1
WAKTU, YANG MEMBATU DI NEGERI TERKUTUK, PADA SASTRA
O L E H F A D L I L L A H M A L I N S U T A N (Dimuat di Harian Singgalang, Minggu 06 Januari 2008, Hal. 11)
Akhir tahun, seperti memandang sun set, yang sangat monumental, bagaimana matahari dipenghujung tahun akan terbenam. Tetapi awal tahun serentak memperhatikan ke timur, sun rise, matahari terbit, matahari pertama dari tahun matahari itu sendiri. Timur atau barat, bukankah matahari hanya satu, bumi kita juga satu, namun kita punya mata berbeda-beda.
Apalah arti memandang, namun dia vision de munde, akan jadi lain ketika yang dimaksud dengan visi. Adapun memperhatikan, bukanlah sekedar melihat begitu saja, adalah sebuah perhatian, akan lebih dipahami dengan mengkaji.

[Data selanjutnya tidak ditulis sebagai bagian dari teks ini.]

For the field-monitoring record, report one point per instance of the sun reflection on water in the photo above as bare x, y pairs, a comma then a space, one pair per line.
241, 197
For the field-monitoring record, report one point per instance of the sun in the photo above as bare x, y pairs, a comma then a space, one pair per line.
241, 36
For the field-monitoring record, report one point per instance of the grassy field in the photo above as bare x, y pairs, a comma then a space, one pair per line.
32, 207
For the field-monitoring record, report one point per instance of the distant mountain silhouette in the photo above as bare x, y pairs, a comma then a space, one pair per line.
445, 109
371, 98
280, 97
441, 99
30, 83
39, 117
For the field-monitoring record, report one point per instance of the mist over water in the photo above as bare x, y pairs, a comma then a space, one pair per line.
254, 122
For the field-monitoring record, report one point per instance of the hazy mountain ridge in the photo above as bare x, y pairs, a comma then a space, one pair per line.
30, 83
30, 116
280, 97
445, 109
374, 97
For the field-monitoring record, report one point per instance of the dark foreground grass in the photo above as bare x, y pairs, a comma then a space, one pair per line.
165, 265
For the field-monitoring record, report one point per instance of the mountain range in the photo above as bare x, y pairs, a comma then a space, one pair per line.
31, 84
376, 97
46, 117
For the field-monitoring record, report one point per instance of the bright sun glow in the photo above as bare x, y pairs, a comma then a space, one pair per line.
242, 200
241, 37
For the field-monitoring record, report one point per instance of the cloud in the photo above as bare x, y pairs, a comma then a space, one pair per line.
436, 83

Tidak hanya sekedar, bagaimana matahari terbenam, atau matahari terbit, nampaknya. Apalah fenomena alam, sepanjang hari terbenam dan terbit, disetiap waktu. Tidak hanya pada efek fisika dan nature yang univer, atau sunnah tullah, tetapi pada makna, arti, karena memandang adalah vision, sebuah desain, mind set, blue print, sebuah paradigma, yang pada level permukaan begitu mempesona.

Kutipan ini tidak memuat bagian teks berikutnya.